Rila’s private gym played host to dozens of world champions and world-ranked contenders in recent years, including both Wladimir and Vitali Klitschko, Manny Pacquiao, Mike Tyson, Oscar De La Hoya and Shane Mosley, among many others.
“He was a guy who loved boxing and boxers,” said Gene Kilroy, an icon in the world of boxing. “He was a credit to the fight game.”
Rila moved to Las Vegas during 1995 and his life-long love of boxing manifest itself by his opening and operating the premier private gym in “The Boxing Capital of the World.”
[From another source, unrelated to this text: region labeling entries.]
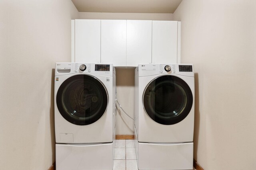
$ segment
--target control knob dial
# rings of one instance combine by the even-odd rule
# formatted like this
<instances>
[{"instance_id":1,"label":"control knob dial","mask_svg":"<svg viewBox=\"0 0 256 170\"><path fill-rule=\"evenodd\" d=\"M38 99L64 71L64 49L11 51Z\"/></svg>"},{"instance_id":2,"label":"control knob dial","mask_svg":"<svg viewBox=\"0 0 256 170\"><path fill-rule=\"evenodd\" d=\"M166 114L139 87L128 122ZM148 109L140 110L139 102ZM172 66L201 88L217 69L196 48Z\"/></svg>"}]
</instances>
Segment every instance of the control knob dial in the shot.
<instances>
[{"instance_id":1,"label":"control knob dial","mask_svg":"<svg viewBox=\"0 0 256 170\"><path fill-rule=\"evenodd\" d=\"M167 72L170 71L171 69L172 68L171 68L171 66L168 65L165 66L164 67L164 70L165 70Z\"/></svg>"},{"instance_id":2,"label":"control knob dial","mask_svg":"<svg viewBox=\"0 0 256 170\"><path fill-rule=\"evenodd\" d=\"M84 71L86 69L86 66L84 64L82 64L79 67L79 69L81 71Z\"/></svg>"}]
</instances>

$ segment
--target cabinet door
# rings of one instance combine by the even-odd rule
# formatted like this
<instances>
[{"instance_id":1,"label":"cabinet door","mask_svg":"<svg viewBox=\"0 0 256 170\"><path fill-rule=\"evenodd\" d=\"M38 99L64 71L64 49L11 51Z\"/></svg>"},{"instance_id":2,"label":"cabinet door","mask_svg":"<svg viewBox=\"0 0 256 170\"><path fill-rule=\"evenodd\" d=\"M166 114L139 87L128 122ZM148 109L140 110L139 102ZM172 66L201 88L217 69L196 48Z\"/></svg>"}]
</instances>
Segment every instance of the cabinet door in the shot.
<instances>
[{"instance_id":1,"label":"cabinet door","mask_svg":"<svg viewBox=\"0 0 256 170\"><path fill-rule=\"evenodd\" d=\"M101 20L101 63L126 66L126 21Z\"/></svg>"},{"instance_id":2,"label":"cabinet door","mask_svg":"<svg viewBox=\"0 0 256 170\"><path fill-rule=\"evenodd\" d=\"M152 21L127 20L126 66L151 63Z\"/></svg>"},{"instance_id":3,"label":"cabinet door","mask_svg":"<svg viewBox=\"0 0 256 170\"><path fill-rule=\"evenodd\" d=\"M100 20L75 20L75 62L100 63Z\"/></svg>"},{"instance_id":4,"label":"cabinet door","mask_svg":"<svg viewBox=\"0 0 256 170\"><path fill-rule=\"evenodd\" d=\"M152 63L177 63L177 21L152 21Z\"/></svg>"}]
</instances>

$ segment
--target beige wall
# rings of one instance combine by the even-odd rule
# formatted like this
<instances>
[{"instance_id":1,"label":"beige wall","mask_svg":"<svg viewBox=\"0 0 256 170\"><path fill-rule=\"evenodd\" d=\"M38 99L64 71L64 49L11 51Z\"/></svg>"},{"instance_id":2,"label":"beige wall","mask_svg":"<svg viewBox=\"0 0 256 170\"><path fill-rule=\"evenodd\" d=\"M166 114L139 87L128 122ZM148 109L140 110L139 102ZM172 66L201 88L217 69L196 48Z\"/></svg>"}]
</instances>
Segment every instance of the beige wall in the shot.
<instances>
[{"instance_id":1,"label":"beige wall","mask_svg":"<svg viewBox=\"0 0 256 170\"><path fill-rule=\"evenodd\" d=\"M71 0L0 1L0 169L55 161L53 69L71 61Z\"/></svg>"},{"instance_id":2,"label":"beige wall","mask_svg":"<svg viewBox=\"0 0 256 170\"><path fill-rule=\"evenodd\" d=\"M173 19L173 16L172 14L111 13L80 12L79 19L172 21Z\"/></svg>"},{"instance_id":3,"label":"beige wall","mask_svg":"<svg viewBox=\"0 0 256 170\"><path fill-rule=\"evenodd\" d=\"M181 61L194 64L194 157L205 170L256 167L256 1L183 0Z\"/></svg>"}]
</instances>

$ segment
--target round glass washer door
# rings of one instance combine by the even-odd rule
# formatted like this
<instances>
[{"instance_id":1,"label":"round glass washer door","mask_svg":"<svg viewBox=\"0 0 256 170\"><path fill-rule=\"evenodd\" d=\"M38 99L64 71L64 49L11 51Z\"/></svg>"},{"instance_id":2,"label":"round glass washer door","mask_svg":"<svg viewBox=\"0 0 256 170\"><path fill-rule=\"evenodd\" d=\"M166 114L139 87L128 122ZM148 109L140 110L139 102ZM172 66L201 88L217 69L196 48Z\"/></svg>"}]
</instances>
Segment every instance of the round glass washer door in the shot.
<instances>
[{"instance_id":1,"label":"round glass washer door","mask_svg":"<svg viewBox=\"0 0 256 170\"><path fill-rule=\"evenodd\" d=\"M143 102L145 111L153 120L163 125L173 125L188 115L192 107L193 95L182 79L165 75L148 84Z\"/></svg>"},{"instance_id":2,"label":"round glass washer door","mask_svg":"<svg viewBox=\"0 0 256 170\"><path fill-rule=\"evenodd\" d=\"M63 82L56 100L59 111L65 119L75 125L84 125L102 117L108 99L106 88L100 80L91 76L79 74Z\"/></svg>"}]
</instances>

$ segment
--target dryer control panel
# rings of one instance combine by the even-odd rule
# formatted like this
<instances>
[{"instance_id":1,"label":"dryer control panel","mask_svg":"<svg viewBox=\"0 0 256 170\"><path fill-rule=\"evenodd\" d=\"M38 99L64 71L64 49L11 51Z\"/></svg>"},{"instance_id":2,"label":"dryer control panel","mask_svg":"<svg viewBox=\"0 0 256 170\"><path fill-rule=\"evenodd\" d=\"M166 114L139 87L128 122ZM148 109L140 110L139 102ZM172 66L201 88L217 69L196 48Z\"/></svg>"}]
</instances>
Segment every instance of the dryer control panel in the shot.
<instances>
[{"instance_id":1,"label":"dryer control panel","mask_svg":"<svg viewBox=\"0 0 256 170\"><path fill-rule=\"evenodd\" d=\"M138 76L162 74L173 74L194 76L194 65L184 64L139 64Z\"/></svg>"}]
</instances>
Rila, who was from in Muskogee, Okla., in 1946, was an accomplished Texas hold ‘em poker player and competed in the World Series of Poker.
He also was a world-class billiards player and more than held his own against the very best over the years, including Willie Mosconi, “Minnesota Fats,” Ronnie Allen, Buddy Hall and Jimmy Reid.
Rila was involved in both the restaurant and carnival industries prior to moving to Las Vegas.
He is survived by a daughter, Susan and a son, John.
Rila is buried in the Fort Gibson (Okla.) Citizens Cemetery.